Le differenze. Le nota, Matteo Renzi, rientrando nell’appartamento destinato al Premier all’interno di Palazzo Chigi, ma non prova nulla: “Nessuna emozione“, garantisce. Tanto da arrivare a parlarne – con un pizzico di preoccupazione – anche con la moglie Agnese, una volta rientrato a casa la sera. “Torni dopo tanto tempo in un posto in cui hai passato anni meravigliosi, pensavo mi colpisse. Invece nulla“, insiste. Su cosa abbia realmente provato Matteo Renzi, tornando sul “luogo del delitto“, non possiamo indagare. Una certezza, invece, è l’immagine di sé che l’ex sindaco di Firenze vuole ora proiettare: quella di un uomo concentrato sul futuro, più che sui ricordi. Eppure, nell’intervista che concede, Renzi di ricordi ne cita parecchi. A partire dalla fine della sua traiettoria al Governo, quando il Referendum sulla riforma Costituzionale da lui tanto desiderata lo spazzò via dalla scena, almeno per un po’: “Io sono un uomo fortunato. Ho fatto il presidente del Consiglio a trentanove anni, ho realizzato riforme che hanno portato un cambiamento nella società, nell’economia, nel lavoro, nei diritti civili, che forse saranno più apprezzate ora di quanto non lo siano state in passato“, rivendica. Certo, all’appello manca quella riforma, la più importante, quella che lui non ha mai dimenticato e che “oggi qualcuno rimpiange“: la modifica alla Costituzione da lui tanto voluta. Il quadro, però, è quello dell’uomo soddisfatto di ciò che ha portato a termine, con un unico rimpianto: “Non essermi levato di torno, e per sempre, subito dopo la sconfitta al referendum“, dice.

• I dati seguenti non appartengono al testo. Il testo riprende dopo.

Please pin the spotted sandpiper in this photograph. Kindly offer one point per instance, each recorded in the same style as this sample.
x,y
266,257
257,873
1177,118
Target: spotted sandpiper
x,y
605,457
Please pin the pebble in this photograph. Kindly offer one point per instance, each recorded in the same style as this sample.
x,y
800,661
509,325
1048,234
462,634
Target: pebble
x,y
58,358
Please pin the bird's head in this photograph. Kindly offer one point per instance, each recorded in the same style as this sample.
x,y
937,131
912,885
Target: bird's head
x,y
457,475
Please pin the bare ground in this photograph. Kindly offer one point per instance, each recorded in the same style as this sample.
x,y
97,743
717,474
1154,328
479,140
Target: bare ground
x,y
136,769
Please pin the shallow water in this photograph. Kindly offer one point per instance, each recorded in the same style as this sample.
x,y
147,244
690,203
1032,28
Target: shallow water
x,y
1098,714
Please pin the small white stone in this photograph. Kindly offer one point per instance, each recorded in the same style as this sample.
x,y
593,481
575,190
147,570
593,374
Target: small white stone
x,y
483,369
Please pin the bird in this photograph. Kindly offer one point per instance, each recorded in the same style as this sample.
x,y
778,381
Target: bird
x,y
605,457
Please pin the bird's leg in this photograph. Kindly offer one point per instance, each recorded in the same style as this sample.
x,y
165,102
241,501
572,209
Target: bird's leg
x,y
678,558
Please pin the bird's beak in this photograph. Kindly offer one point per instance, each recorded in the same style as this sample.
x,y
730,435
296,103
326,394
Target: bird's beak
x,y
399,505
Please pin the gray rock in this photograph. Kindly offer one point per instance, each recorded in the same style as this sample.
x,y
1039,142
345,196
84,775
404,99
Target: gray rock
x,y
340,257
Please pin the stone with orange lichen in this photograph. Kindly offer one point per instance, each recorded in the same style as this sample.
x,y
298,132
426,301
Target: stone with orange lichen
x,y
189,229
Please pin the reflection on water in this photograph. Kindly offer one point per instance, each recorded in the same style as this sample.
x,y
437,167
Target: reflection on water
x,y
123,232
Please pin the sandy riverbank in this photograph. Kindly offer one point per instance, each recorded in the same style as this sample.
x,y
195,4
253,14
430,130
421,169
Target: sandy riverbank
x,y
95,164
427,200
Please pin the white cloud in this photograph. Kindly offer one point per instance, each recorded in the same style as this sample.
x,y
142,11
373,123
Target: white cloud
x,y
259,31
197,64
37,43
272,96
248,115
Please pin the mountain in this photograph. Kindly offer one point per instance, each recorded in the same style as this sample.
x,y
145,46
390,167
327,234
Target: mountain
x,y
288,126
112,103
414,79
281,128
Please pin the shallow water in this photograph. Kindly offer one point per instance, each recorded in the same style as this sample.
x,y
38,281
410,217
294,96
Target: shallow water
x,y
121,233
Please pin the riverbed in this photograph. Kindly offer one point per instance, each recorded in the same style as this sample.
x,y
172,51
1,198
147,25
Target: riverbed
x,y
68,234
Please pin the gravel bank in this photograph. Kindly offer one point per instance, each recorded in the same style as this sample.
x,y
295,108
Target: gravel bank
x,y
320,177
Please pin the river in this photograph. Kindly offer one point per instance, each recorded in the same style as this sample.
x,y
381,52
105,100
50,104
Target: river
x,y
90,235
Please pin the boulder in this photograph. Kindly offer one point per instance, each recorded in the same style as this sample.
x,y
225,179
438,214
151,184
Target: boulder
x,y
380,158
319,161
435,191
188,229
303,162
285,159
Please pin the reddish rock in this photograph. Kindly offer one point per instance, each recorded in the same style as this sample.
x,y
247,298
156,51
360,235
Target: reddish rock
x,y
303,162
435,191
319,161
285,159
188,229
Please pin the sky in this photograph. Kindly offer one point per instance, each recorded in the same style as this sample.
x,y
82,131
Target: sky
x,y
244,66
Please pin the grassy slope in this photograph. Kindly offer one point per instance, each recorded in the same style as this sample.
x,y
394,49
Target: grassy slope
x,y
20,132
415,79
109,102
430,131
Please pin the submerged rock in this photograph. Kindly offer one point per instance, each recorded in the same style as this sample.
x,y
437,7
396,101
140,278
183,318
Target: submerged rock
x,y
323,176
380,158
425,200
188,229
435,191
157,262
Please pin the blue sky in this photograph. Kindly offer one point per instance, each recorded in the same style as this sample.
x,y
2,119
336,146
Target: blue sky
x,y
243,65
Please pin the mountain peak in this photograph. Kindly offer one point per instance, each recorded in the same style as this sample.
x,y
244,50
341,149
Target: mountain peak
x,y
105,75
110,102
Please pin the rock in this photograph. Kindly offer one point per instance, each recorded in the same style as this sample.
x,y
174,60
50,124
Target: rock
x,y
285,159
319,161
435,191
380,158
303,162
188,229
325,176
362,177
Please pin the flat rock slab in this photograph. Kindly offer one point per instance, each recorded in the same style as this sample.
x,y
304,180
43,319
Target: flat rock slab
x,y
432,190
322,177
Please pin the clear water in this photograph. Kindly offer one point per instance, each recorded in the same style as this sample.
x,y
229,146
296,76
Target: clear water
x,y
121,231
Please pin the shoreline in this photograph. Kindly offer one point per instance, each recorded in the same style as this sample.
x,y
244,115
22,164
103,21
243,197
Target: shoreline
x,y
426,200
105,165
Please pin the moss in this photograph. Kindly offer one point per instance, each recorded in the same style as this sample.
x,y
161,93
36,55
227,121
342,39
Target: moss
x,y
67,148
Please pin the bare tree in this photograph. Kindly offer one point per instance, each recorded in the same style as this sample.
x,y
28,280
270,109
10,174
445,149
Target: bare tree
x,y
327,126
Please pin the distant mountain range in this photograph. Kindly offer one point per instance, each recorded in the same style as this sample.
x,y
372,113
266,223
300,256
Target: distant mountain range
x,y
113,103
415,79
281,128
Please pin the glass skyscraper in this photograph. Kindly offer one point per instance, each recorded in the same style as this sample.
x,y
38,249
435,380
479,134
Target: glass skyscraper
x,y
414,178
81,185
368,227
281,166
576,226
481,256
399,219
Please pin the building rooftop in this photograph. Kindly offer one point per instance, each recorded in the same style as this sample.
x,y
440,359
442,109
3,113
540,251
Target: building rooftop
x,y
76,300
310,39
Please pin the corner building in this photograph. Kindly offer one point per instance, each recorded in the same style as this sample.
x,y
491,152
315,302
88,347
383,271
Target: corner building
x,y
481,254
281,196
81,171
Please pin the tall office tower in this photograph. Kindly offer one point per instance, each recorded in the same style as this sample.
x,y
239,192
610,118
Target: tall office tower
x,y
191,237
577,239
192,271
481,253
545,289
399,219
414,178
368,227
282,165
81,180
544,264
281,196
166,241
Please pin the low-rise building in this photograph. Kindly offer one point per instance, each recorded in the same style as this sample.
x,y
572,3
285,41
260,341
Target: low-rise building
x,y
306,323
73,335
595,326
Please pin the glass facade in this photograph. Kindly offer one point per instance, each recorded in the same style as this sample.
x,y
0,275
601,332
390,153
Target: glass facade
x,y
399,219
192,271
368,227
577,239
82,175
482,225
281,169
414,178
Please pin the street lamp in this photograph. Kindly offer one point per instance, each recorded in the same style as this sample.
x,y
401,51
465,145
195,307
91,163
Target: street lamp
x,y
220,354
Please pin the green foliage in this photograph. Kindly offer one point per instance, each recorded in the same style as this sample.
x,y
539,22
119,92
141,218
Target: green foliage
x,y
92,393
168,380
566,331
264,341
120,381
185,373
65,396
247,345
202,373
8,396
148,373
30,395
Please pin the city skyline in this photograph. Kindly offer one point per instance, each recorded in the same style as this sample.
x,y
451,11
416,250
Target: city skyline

Il mancato addio alla scena politica

La sua intenzione era chiara, spiega ancora il leader di Italia Viva: abbandonare la politica come più volte annunciato durante la campagna referendaria. Addirittura, spiega Renzi per sottolineare la forza della sua posizione di allora, aveva già portato avanti delle trattative per un nuovo lavoro – sul quale non dà però maggiori indicazioni – negli Stati Uniti. Poi, racconta, fu il partito – oltre alla grande quantità di cittadini comuni che lo contattò via mail – a garantirgli che la legislatura si sarebbe conclusa nel giro di pochi mesi, con il Pd che si sarebbe presentato al voto in primavera forte di sondaggi che lo attestavano intorno al 35%. Le cose, però, andarono diversamente: il Governo Gentiloni arrivò a fine legislatura e le elezioni, nel 2018, presero una piega completamente diversa.

Le dimissioni del 2016

Poi, un altro flash dal passato: l’addio a Palazzo Chigi nel 2016, all’indomani della sconfitta nel Referendum. “Volevo dimettermi prima del voto, magari nella speranza che facendomi da parte il Sì alla riforma potesse rimontare”, spiega, ricordando di aver comunicato – la mattina stessa del voto – la decisione di dimettersi addirittura alla Cancelliera tedesca Angela Merkel, i cui tentativi di persuasione furono vani: la decisione ormai era presa e per l’Italia stava già cominciando il “dopo Renzi“.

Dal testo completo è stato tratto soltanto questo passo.